Kräuter, Blumen, Stauden, Gemüse...

Home Inhalt

Majoran
(Origanum Majorana L.)
Volksname: Bratenkräutle, Mairan, Wurstkraut



Pflanzenbeschreibung:
Majoran gehört zu den Lippenblütengewächsen.

Die Stammpflanze wird etwa 20 - 50 cm hoch . Sie ist stark verästelt und besitzt vierkantige, dünne, zähe Stengel.

Die spaltigen, abgerundeten Blätter sind beidseitig behaart. Sie sind kreuzgegenständig angeordnet.

Die Sprosse sind flaumig behaart, manchmal rötlich überlaufen.

Die weißen bis hellroten Blüten sitzen in dichten, eiförmigen Scheinähren in den Achseln der Deckblätter.

Die ganze Pflanze riecht stark aromatisch.

Blütezeit: Juli/August

Sammelzeit
Gesammelt wird das Kraut zur Blütezeit.

Standort/Vorkommen:
Ursprünglich kommt der Majoran aus Vorderindien.

Bei uns hält sich aber nur seine kultivierte Form.

Heilwirkung:
Majoran lindert Magen-, Darm- und Gallebeschwerden.
Die Pflanze hilft besonders bei Appetitlosigkeit, Blähungen und Durchfällen.

Außerdem wird Majoran in der volksmedizin angewendet bei Nervenerkrankungen, Erkältungskrankheiten, Mundschleimhautentzündungen, Zahnfleischbluten und Schnupfen.

Majoransalben lindern Verrenkungen, Verstauchungen, Rheuma- und Gichtschmerzen.

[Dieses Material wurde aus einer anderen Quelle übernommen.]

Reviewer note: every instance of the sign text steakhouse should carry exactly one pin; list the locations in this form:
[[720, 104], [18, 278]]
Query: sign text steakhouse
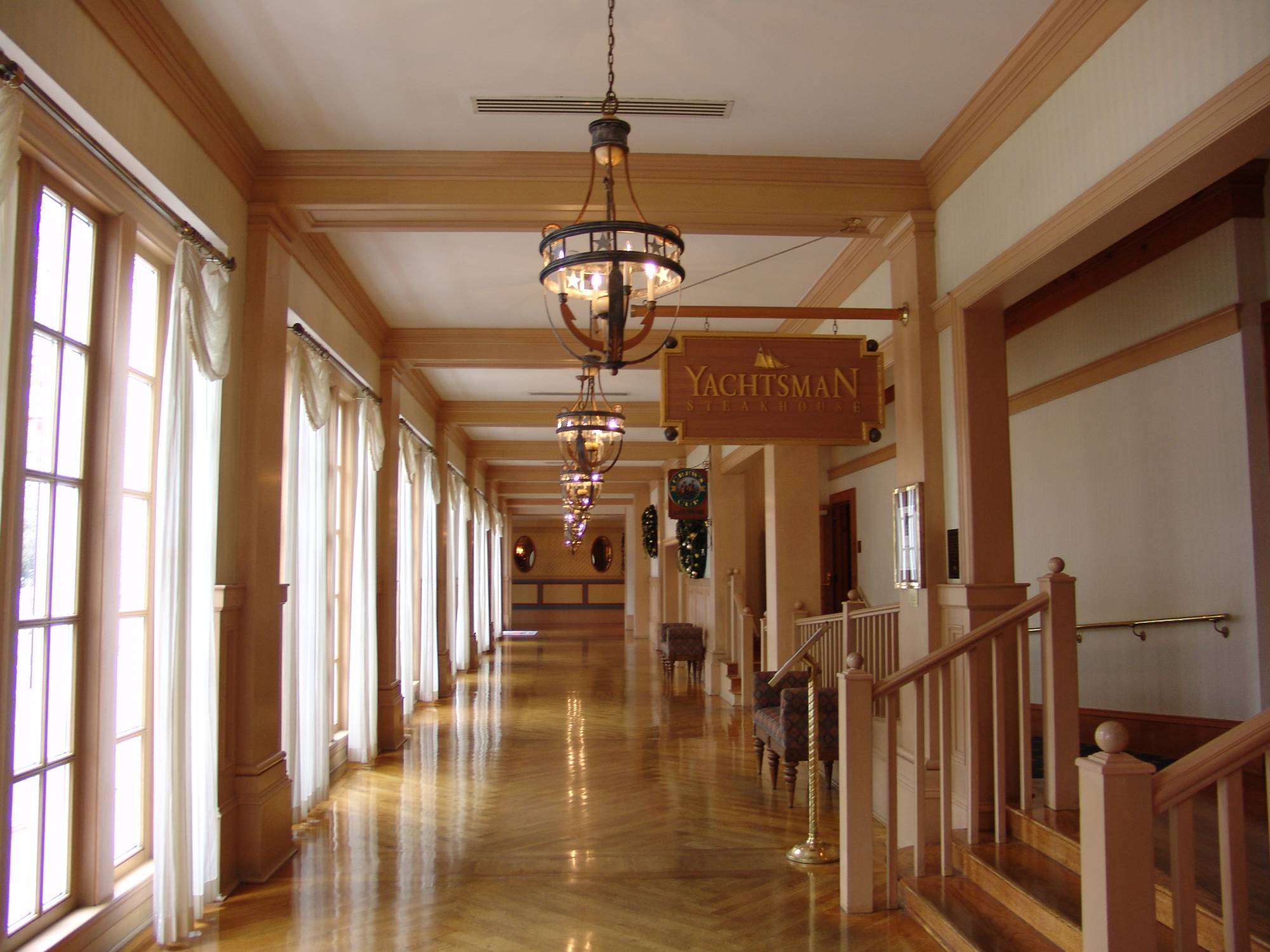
[[763, 389]]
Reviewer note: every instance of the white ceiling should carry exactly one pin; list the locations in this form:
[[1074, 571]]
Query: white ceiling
[[512, 384], [825, 78], [490, 280]]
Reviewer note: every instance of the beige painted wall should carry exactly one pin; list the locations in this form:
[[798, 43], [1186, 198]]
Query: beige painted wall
[[1155, 70], [1142, 486]]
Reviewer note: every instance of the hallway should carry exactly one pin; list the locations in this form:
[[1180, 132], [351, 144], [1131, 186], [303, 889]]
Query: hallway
[[567, 800]]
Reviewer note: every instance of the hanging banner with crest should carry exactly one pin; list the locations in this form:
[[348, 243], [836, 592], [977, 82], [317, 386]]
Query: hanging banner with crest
[[750, 389]]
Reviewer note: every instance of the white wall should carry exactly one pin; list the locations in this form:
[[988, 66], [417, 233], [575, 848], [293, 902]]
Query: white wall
[[1160, 67], [1142, 486]]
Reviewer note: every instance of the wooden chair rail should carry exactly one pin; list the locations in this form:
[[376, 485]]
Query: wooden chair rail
[[1220, 758], [942, 657]]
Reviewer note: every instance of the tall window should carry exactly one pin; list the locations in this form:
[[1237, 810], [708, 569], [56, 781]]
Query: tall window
[[49, 593], [133, 757]]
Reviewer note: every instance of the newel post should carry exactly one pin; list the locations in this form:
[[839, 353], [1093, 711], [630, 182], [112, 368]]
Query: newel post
[[1118, 868], [855, 786], [1061, 700]]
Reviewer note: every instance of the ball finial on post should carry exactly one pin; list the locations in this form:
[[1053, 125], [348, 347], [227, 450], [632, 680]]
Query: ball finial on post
[[1112, 737]]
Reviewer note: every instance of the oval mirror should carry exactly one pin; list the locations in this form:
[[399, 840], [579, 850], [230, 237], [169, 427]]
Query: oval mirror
[[524, 554], [603, 554]]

die Homöopathie verwendet Orianum Majorana in der Hauptsache bei Störungen der Sexualität, weil es eine besondere Wirkung auf das Nervensystem der Frau hat.

Nebenwirkungen:
Bei Überdosierung und zu langem Gebrauch (regelmäßig über mehrere Wochen) können Kopfschmerzen und Benommenheit aufkommen.!!!


Vorsicht bitte auch in der Schwangerschaft!!!

geschichtlich/mystisch:
Im Altertum war Majoran der Aphrodite geweiht. In Wein genossen sollte die Pflanze die Liebeskraft entfachen.